Un autre aspect de ce jugement catastrophique concerne les capacités en matière de renseignement qui sont apparues, selon l’analyse du renseignement anglo-saxon, chez les organisations terroristes et proches, ou assimilées. Il semble que les Anglo-Saxons, après des années d’erreurs extraordinaires, aient réussi à susciter chez leurs adversaires la création d’organisations efficaces et très “professionnelles” en matière de renseignement et de “covert actions”. Ainsi, l’Ouest, et le système américaniste, seraient-ils arrivés, par leur extraordinaire incompétence et leur non moins extraordinaire incompréhension du phénomène qu’ils appréhendent, à susciter la création chez leurs adversaires de ce qu’ils prétendent posséder depuis si longtemps et qui s’avère chaque jour de plus en plus inexistant: des services de renseignement efficaces et capables d’actions décisives.

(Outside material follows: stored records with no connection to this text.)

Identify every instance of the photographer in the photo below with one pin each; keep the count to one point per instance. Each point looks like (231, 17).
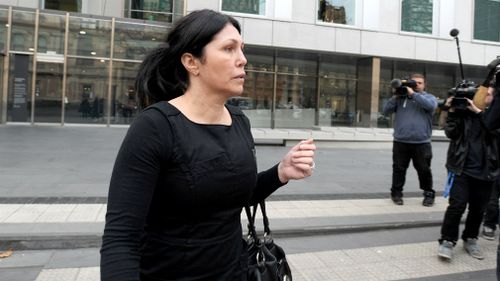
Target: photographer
(412, 137)
(472, 165)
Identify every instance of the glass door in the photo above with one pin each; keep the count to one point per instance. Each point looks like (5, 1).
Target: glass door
(48, 92)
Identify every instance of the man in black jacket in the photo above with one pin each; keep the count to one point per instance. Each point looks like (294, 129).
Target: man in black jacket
(472, 164)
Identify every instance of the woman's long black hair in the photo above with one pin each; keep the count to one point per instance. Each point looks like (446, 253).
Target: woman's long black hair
(161, 75)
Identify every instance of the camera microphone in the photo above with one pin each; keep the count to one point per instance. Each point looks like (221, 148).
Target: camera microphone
(454, 33)
(396, 83)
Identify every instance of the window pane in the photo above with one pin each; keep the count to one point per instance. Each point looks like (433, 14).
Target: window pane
(256, 100)
(124, 106)
(259, 59)
(89, 37)
(256, 7)
(86, 91)
(19, 96)
(337, 101)
(23, 30)
(133, 41)
(155, 10)
(487, 20)
(416, 16)
(297, 63)
(3, 31)
(48, 92)
(295, 101)
(51, 34)
(337, 11)
(64, 5)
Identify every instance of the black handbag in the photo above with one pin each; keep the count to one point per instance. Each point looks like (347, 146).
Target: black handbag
(266, 260)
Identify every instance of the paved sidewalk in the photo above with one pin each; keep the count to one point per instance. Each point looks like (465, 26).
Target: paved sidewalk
(63, 226)
(54, 180)
(63, 259)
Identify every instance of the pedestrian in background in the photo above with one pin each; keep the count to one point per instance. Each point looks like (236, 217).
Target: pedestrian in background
(472, 164)
(412, 139)
(187, 164)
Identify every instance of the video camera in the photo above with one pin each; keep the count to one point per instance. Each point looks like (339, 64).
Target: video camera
(399, 86)
(494, 67)
(461, 93)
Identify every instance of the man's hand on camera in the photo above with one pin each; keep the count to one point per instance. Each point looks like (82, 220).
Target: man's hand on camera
(472, 107)
(447, 104)
(410, 91)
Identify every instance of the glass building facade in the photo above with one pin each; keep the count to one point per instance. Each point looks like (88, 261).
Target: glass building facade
(68, 68)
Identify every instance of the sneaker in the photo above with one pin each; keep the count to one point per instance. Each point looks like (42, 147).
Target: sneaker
(398, 200)
(471, 246)
(445, 249)
(428, 199)
(488, 233)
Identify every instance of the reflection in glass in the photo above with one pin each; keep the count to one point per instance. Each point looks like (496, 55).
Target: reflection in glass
(255, 7)
(19, 95)
(48, 92)
(66, 5)
(416, 16)
(3, 31)
(487, 21)
(51, 34)
(337, 11)
(23, 29)
(124, 101)
(297, 63)
(89, 37)
(337, 98)
(256, 100)
(86, 91)
(133, 41)
(295, 101)
(155, 10)
(259, 59)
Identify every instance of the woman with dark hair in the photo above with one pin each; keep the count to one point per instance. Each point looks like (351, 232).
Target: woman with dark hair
(187, 164)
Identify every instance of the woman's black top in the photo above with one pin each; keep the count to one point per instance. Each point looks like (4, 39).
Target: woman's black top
(175, 199)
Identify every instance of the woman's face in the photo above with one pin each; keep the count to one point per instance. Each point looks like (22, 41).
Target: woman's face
(222, 65)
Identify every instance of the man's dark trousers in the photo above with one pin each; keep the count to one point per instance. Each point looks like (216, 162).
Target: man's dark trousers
(421, 156)
(491, 214)
(470, 191)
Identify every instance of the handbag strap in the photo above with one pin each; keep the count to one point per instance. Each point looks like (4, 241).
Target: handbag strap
(251, 214)
(252, 233)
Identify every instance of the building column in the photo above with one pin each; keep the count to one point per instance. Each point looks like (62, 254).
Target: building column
(367, 99)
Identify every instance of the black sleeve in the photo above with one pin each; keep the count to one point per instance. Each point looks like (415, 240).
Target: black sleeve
(492, 115)
(267, 183)
(268, 180)
(453, 127)
(132, 185)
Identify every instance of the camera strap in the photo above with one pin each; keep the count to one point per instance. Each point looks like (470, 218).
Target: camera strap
(449, 184)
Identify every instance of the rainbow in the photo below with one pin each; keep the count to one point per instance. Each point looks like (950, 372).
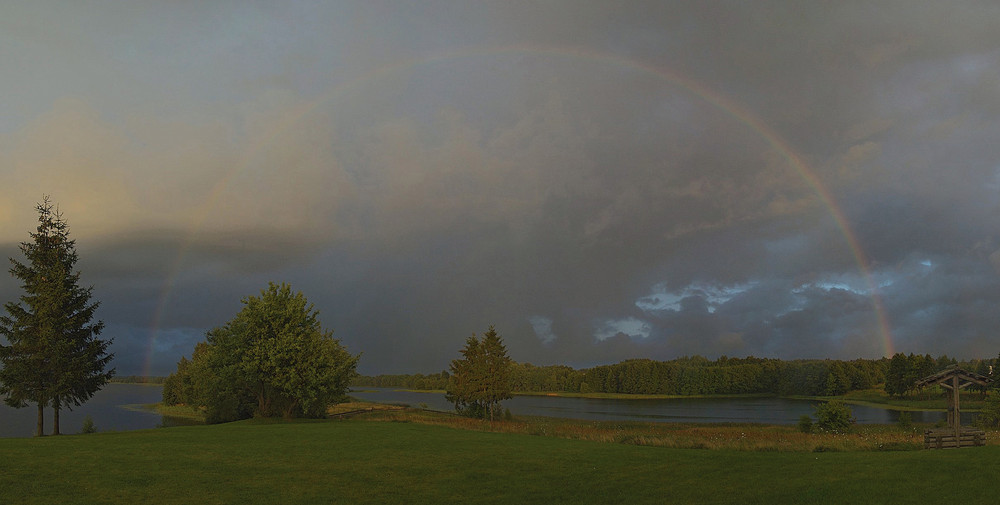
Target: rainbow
(696, 88)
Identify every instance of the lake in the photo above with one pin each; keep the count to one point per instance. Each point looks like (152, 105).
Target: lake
(682, 410)
(114, 408)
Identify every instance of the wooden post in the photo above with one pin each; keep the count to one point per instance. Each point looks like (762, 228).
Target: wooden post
(955, 390)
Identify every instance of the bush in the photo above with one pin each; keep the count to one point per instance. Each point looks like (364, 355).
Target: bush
(833, 417)
(905, 421)
(805, 424)
(88, 425)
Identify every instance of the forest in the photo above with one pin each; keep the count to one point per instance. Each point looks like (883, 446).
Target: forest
(697, 375)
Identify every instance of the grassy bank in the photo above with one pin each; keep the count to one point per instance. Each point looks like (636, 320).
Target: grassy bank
(397, 462)
(933, 401)
(715, 436)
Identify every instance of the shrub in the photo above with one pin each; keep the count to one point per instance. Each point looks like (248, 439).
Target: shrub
(833, 417)
(88, 425)
(805, 424)
(905, 421)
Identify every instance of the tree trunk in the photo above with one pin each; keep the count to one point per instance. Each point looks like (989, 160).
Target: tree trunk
(40, 426)
(55, 416)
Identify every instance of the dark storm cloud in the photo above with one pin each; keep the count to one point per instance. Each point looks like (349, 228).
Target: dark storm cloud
(423, 171)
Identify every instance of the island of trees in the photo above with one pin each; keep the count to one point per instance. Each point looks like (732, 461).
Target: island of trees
(272, 359)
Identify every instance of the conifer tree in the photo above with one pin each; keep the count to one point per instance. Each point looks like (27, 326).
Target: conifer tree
(482, 378)
(52, 355)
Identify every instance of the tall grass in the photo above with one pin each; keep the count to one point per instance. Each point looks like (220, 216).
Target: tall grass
(740, 437)
(362, 462)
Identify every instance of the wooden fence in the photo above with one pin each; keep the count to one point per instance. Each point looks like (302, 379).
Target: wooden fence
(944, 438)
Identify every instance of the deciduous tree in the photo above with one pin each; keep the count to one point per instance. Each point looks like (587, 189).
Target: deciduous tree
(273, 358)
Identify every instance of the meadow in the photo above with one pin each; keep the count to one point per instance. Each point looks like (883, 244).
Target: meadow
(387, 457)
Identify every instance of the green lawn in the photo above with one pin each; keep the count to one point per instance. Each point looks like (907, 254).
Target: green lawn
(382, 462)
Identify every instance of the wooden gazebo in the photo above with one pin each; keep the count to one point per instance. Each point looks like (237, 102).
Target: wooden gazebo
(953, 379)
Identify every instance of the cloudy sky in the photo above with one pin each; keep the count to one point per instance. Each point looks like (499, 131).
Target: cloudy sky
(600, 180)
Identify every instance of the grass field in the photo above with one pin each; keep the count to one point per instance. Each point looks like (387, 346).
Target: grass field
(358, 461)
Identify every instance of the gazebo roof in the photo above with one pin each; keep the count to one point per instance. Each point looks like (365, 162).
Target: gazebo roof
(950, 372)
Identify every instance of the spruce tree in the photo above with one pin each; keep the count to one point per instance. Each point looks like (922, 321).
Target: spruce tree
(482, 378)
(52, 356)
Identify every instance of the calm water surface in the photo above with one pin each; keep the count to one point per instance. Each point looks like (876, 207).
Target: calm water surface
(114, 408)
(687, 410)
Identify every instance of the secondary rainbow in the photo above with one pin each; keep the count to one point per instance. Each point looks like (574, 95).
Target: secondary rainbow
(696, 88)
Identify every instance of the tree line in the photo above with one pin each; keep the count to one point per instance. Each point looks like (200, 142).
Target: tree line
(697, 375)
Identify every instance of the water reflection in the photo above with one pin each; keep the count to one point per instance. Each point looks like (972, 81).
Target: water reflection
(693, 410)
(116, 407)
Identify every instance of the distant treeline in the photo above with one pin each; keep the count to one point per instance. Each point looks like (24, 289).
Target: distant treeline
(700, 376)
(138, 379)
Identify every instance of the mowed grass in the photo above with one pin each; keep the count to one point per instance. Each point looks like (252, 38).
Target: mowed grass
(357, 461)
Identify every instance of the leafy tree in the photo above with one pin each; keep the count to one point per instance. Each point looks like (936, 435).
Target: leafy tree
(482, 378)
(53, 354)
(833, 417)
(272, 359)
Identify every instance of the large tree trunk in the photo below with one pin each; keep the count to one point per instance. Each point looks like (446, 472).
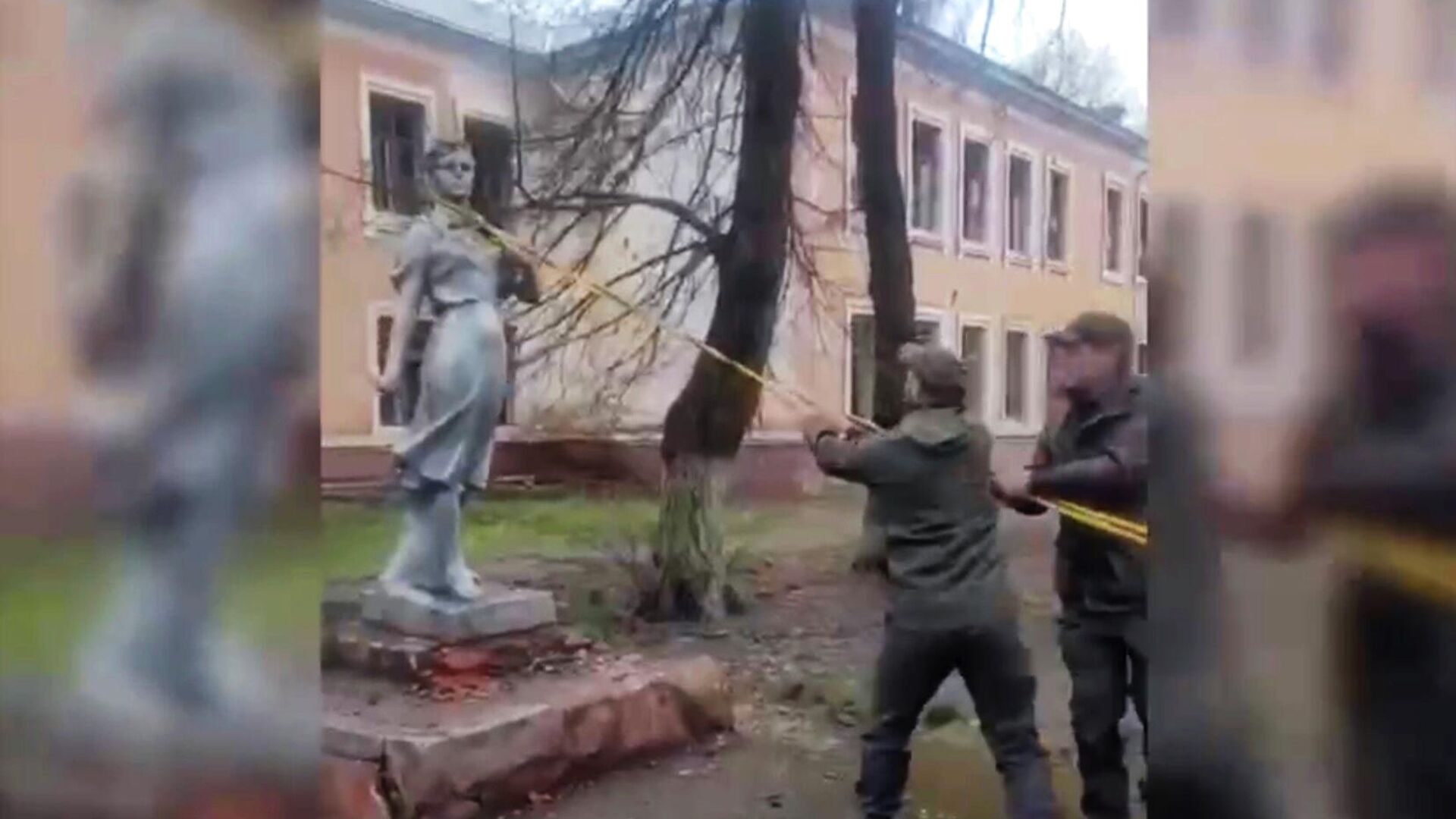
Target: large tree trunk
(708, 420)
(892, 279)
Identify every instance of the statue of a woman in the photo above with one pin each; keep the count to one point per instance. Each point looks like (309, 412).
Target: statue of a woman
(446, 268)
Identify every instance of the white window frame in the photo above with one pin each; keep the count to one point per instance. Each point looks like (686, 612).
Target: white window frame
(379, 309)
(1044, 371)
(1025, 425)
(864, 308)
(1144, 196)
(971, 133)
(990, 385)
(854, 216)
(1019, 259)
(379, 430)
(1120, 275)
(1059, 165)
(379, 223)
(916, 112)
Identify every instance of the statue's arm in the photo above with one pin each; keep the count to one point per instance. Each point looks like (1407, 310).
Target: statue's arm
(406, 315)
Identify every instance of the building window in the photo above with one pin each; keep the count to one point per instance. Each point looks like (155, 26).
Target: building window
(1175, 18)
(1439, 53)
(973, 352)
(397, 152)
(1112, 210)
(927, 174)
(976, 184)
(1018, 205)
(1181, 249)
(1144, 216)
(1254, 281)
(852, 187)
(1332, 38)
(492, 146)
(862, 359)
(1015, 404)
(1059, 197)
(1263, 30)
(397, 410)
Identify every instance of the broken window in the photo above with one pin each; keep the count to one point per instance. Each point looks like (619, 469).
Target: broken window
(1142, 229)
(1112, 223)
(976, 164)
(973, 352)
(1177, 18)
(397, 152)
(1015, 404)
(1263, 30)
(1332, 38)
(397, 409)
(1018, 205)
(492, 146)
(1254, 280)
(856, 196)
(927, 169)
(862, 359)
(1059, 194)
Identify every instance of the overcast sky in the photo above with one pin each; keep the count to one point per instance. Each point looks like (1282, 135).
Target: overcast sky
(1019, 25)
(1120, 25)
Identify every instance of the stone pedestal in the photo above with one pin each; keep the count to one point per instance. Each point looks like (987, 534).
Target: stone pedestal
(498, 611)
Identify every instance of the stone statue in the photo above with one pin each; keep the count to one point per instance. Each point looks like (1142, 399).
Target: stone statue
(193, 240)
(447, 270)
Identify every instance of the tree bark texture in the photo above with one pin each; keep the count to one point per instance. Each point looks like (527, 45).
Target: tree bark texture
(707, 423)
(892, 278)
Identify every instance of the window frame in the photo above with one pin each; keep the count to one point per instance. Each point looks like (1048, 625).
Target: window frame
(1028, 257)
(916, 112)
(388, 433)
(375, 221)
(1059, 165)
(989, 387)
(1116, 275)
(1144, 234)
(482, 115)
(376, 311)
(971, 133)
(1025, 422)
(864, 308)
(854, 215)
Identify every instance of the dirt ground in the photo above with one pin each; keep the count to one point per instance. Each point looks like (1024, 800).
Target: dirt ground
(801, 661)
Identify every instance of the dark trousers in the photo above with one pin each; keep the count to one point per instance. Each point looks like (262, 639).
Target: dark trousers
(1400, 656)
(1109, 668)
(998, 675)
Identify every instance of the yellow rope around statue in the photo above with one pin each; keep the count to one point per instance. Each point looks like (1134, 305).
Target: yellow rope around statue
(1420, 566)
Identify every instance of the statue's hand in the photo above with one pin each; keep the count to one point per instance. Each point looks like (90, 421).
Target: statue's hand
(388, 382)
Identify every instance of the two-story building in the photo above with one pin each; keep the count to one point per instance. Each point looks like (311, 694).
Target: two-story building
(1024, 210)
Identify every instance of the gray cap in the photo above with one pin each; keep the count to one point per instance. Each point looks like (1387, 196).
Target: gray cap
(1097, 328)
(934, 365)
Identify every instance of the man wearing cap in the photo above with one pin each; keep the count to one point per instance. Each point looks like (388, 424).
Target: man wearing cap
(951, 601)
(1097, 457)
(1382, 450)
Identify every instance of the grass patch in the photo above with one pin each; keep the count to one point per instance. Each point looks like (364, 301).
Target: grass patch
(50, 594)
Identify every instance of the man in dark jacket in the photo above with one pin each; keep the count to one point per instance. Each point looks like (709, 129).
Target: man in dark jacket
(1385, 452)
(1097, 457)
(951, 602)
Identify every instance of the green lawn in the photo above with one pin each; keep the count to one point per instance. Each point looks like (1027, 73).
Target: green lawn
(49, 594)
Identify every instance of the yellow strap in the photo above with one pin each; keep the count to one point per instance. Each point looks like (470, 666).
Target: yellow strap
(1417, 564)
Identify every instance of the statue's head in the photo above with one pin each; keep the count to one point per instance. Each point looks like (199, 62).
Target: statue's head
(450, 169)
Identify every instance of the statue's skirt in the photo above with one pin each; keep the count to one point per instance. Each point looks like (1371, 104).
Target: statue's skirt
(462, 388)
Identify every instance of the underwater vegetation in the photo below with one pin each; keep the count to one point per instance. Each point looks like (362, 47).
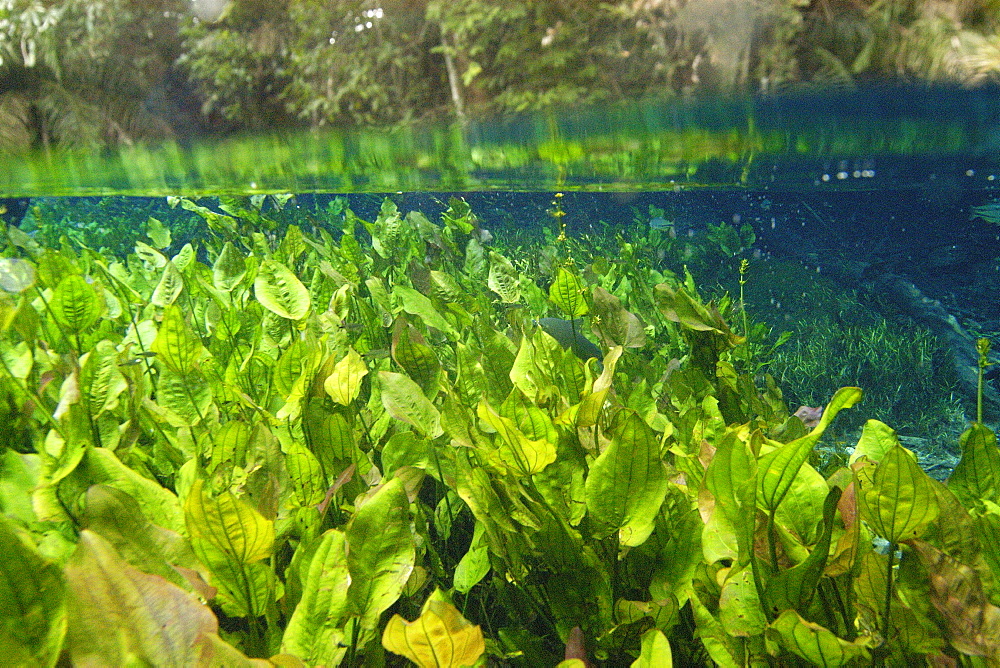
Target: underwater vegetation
(359, 443)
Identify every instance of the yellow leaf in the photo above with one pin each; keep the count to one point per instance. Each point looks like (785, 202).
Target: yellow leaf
(439, 638)
(344, 383)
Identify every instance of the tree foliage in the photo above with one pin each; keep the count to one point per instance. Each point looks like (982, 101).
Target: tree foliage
(114, 71)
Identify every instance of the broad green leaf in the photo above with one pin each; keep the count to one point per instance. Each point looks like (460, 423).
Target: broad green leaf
(101, 466)
(226, 525)
(627, 483)
(416, 304)
(987, 528)
(516, 451)
(18, 360)
(75, 305)
(795, 587)
(185, 397)
(230, 445)
(444, 287)
(417, 358)
(175, 344)
(680, 307)
(100, 378)
(229, 268)
(533, 371)
(977, 476)
(474, 564)
(231, 537)
(503, 279)
(315, 632)
(876, 439)
(16, 275)
(898, 501)
(280, 291)
(731, 478)
(344, 384)
(497, 360)
(777, 469)
(169, 288)
(120, 520)
(299, 357)
(566, 292)
(306, 474)
(655, 652)
(815, 643)
(406, 448)
(18, 479)
(439, 638)
(739, 606)
(32, 606)
(216, 221)
(120, 616)
(613, 323)
(380, 552)
(591, 405)
(404, 400)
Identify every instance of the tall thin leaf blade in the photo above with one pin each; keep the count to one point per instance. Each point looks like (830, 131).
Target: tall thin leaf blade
(977, 475)
(169, 288)
(226, 525)
(404, 400)
(175, 344)
(381, 552)
(315, 632)
(898, 501)
(229, 268)
(566, 292)
(75, 305)
(815, 643)
(32, 605)
(777, 469)
(344, 384)
(280, 291)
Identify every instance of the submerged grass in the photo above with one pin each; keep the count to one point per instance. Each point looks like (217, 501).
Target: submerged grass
(322, 446)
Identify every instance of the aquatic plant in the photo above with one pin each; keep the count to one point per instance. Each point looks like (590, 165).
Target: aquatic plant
(286, 446)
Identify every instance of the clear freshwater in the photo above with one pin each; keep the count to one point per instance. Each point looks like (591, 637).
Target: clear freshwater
(867, 215)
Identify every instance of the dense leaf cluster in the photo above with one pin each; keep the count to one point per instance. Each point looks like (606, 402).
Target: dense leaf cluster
(266, 446)
(117, 71)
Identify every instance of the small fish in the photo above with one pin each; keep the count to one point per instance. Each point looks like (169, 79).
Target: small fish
(569, 334)
(810, 415)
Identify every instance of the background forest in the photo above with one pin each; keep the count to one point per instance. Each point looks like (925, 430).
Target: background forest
(86, 72)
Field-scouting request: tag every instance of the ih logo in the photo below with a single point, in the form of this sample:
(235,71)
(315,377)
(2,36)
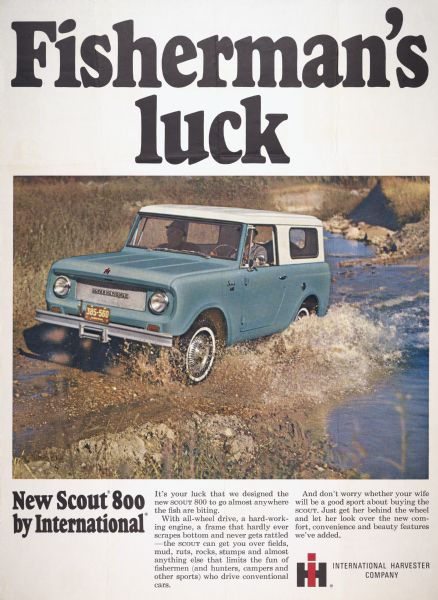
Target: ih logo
(311,574)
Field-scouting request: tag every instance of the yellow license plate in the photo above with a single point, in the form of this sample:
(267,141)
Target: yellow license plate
(99,314)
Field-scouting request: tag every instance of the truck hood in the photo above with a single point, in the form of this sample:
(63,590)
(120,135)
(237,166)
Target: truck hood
(139,267)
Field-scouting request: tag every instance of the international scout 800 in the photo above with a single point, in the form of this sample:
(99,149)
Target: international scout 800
(196,278)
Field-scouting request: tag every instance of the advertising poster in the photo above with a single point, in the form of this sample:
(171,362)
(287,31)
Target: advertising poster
(217,281)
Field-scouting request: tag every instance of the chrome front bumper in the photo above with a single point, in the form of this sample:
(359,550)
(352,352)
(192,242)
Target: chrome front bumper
(104,333)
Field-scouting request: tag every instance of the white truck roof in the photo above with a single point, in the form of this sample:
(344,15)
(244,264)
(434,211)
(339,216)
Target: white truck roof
(224,213)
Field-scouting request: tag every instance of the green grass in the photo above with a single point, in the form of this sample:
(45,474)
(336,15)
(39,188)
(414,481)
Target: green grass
(409,197)
(56,217)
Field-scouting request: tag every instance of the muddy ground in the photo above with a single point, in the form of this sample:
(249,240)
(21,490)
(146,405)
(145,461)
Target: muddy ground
(96,412)
(82,410)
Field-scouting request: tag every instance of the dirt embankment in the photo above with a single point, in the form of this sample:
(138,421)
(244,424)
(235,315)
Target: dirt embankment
(393,217)
(409,241)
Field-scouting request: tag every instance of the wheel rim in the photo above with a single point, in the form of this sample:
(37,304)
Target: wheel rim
(200,354)
(303,312)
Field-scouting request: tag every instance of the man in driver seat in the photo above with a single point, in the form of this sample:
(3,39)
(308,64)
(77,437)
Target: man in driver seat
(176,238)
(255,252)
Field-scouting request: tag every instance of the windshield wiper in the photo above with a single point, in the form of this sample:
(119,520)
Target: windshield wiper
(195,252)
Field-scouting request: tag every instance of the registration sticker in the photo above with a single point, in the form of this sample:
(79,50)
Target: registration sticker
(99,314)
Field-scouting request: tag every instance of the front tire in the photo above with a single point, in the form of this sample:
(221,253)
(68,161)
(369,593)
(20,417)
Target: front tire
(302,313)
(198,348)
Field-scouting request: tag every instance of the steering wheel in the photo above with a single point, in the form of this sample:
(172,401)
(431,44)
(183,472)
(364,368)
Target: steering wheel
(224,251)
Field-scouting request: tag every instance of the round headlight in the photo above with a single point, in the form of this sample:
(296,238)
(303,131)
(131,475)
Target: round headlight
(62,286)
(158,302)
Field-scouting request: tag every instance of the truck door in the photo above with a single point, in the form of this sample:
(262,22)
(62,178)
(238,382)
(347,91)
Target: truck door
(263,285)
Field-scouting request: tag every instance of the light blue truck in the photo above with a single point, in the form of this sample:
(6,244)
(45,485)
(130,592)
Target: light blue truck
(195,278)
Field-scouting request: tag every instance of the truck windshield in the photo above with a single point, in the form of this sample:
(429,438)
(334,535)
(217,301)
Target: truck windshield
(213,239)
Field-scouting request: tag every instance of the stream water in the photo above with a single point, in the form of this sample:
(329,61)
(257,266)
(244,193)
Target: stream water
(384,433)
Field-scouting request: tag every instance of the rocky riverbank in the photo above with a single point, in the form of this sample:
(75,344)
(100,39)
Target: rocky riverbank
(409,241)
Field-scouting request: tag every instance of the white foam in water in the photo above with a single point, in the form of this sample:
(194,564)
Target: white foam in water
(317,359)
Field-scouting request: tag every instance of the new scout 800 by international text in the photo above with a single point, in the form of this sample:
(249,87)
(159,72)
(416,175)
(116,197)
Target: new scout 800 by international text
(195,277)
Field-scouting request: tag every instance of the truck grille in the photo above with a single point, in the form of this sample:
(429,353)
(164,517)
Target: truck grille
(109,294)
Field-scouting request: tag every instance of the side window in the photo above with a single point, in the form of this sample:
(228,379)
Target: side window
(260,246)
(303,242)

Les services de renseignement anglo-saxons sont désormais devant un handicap nouveau. Cette attaque va créer (ou aggraver) chez eux une culture de défaitisme et de catastrophique qui va accélérer leur crise interne, et, évidemment, peser encore plus sur le conflit en Afghanistan. Ils seront de plus en plus pusillanimes et prudents dans leurs actions, de plus en plus “défensifs” de crainte de nouvelles attaques de ce genre, selon un réflexe bureaucratique habituel. En un mot, ils seront encore moins efficaces, ce qui constituerait une performance inouïe et la mesure de la crise de la bureaucratie anglo-saxonne de sécurité nationale.